Towns, who was questionable to play after hurting his left knee in a collision late in Game 4, picked up the slack with 12 in the second, when Brunson was scoreless.
Brunson came back with the Knicks’ first eight of the third quarter as they opened a 20-point lead midway through the period. The Pacers cut that in half before New York regained control with a 12-0 burst, highlighted by Brunson’s four-point play, to make it 86-64.
Thunder have week-long gap between games
Oklahoma City – The Oklahoma City Thunder have a week off before playing again in the NBA Finals.
How the Thunder, who defeated the Minnesota Timberwolves 4-1 in the Western Conference finals, handle that stretch could set the tone for the championship series against either the Indiana Pacers or New York Knicks that starts June 5 in Oklahoma City.
Thunder coach Mark Daigneault expects his young players to handle the situation just like they’ve handled everything else that’s been thrown at them this season.
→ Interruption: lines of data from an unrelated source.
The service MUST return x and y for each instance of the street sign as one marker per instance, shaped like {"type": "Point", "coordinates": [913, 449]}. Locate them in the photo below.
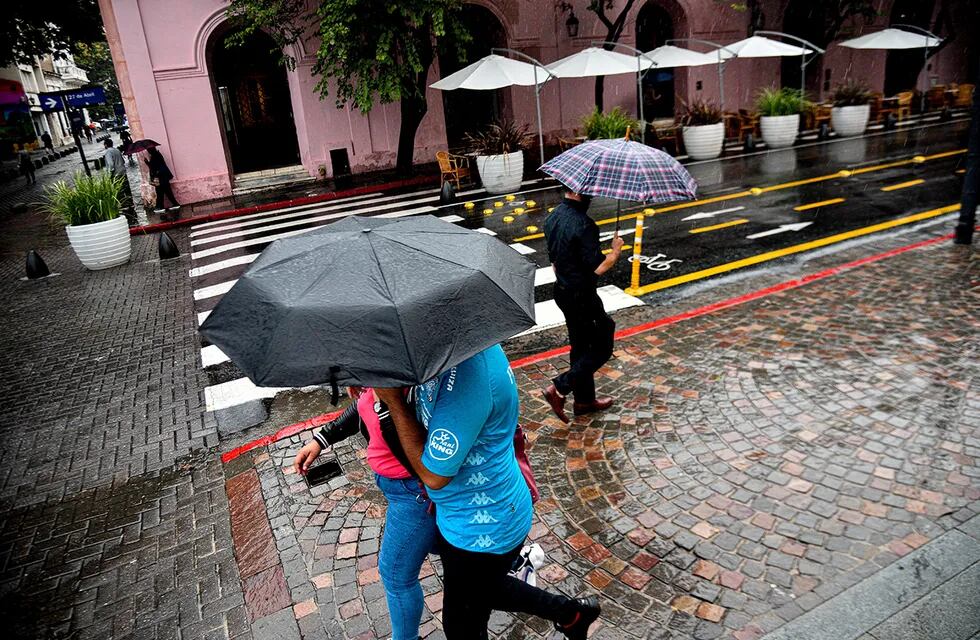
{"type": "Point", "coordinates": [50, 102]}
{"type": "Point", "coordinates": [84, 97]}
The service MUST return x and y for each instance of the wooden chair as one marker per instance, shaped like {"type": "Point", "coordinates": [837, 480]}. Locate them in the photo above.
{"type": "Point", "coordinates": [964, 96]}
{"type": "Point", "coordinates": [747, 123]}
{"type": "Point", "coordinates": [453, 168]}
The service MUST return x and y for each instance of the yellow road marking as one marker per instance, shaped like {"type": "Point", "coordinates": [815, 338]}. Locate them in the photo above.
{"type": "Point", "coordinates": [814, 205]}
{"type": "Point", "coordinates": [785, 185]}
{"type": "Point", "coordinates": [902, 185]}
{"type": "Point", "coordinates": [637, 245]}
{"type": "Point", "coordinates": [721, 225]}
{"type": "Point", "coordinates": [786, 251]}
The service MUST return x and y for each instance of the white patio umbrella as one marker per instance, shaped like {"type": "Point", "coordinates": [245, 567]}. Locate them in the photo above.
{"type": "Point", "coordinates": [495, 72]}
{"type": "Point", "coordinates": [893, 38]}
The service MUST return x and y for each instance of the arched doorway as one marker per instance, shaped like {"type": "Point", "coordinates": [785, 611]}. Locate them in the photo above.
{"type": "Point", "coordinates": [902, 66]}
{"type": "Point", "coordinates": [654, 26]}
{"type": "Point", "coordinates": [467, 110]}
{"type": "Point", "coordinates": [256, 113]}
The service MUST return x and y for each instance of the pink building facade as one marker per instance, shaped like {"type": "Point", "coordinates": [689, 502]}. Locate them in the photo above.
{"type": "Point", "coordinates": [221, 116]}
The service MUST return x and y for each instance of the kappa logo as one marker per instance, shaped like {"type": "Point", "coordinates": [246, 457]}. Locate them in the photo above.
{"type": "Point", "coordinates": [482, 499]}
{"type": "Point", "coordinates": [477, 479]}
{"type": "Point", "coordinates": [443, 444]}
{"type": "Point", "coordinates": [483, 542]}
{"type": "Point", "coordinates": [482, 517]}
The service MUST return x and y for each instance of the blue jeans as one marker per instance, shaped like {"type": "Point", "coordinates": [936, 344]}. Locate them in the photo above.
{"type": "Point", "coordinates": [409, 536]}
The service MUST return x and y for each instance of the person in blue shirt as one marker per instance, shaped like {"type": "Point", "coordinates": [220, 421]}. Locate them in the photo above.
{"type": "Point", "coordinates": [460, 442]}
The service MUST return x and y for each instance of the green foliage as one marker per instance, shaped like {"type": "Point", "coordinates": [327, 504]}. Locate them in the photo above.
{"type": "Point", "coordinates": [700, 113]}
{"type": "Point", "coordinates": [497, 139]}
{"type": "Point", "coordinates": [851, 94]}
{"type": "Point", "coordinates": [32, 28]}
{"type": "Point", "coordinates": [89, 199]}
{"type": "Point", "coordinates": [94, 58]}
{"type": "Point", "coordinates": [781, 102]}
{"type": "Point", "coordinates": [601, 126]}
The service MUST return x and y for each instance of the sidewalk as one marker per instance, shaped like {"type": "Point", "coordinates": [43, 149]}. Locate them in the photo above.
{"type": "Point", "coordinates": [763, 459]}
“They’re highly professional, consistently professional,” he said. “They’re high-character people. They come from high-character circles. They’re unbelievably competitive. They put the work in behind it consistently through the ups and downs. And most of all, they are team first.”
The Thunder have had long breaks between games during the playoffs the past two years, with mixed results.
They swept the New Orleans Pelicans in last year’s first round, then beat Dallas 117-95 at home in Game 1 of the conference semifinals after waiting eight days between games. The Thunder eventually lost that series 4-2.
After this year’s series against Memphis, the Thunder were in a similar situation. Denver’s first-round series against the Los Angeles Clippers went seven games, so Daigneault gave the players some extra rest since there were nine days between games. The focus for the team was less on an opponent at first and more on fine-tuning his team’s issues.
“I mean, really just reinforcement of fundamentals,” he said heading into the Denver series. “The game defensively is going to come down to transition D (defense), it’s going to come down to individual D, help D, coverage, communication, closeouts, rebounding. So we’re looking at the series through that lens. And then offensively, (we’ll take) all the fundamentals on that end of the floor that transcend each coverage and pull it up.”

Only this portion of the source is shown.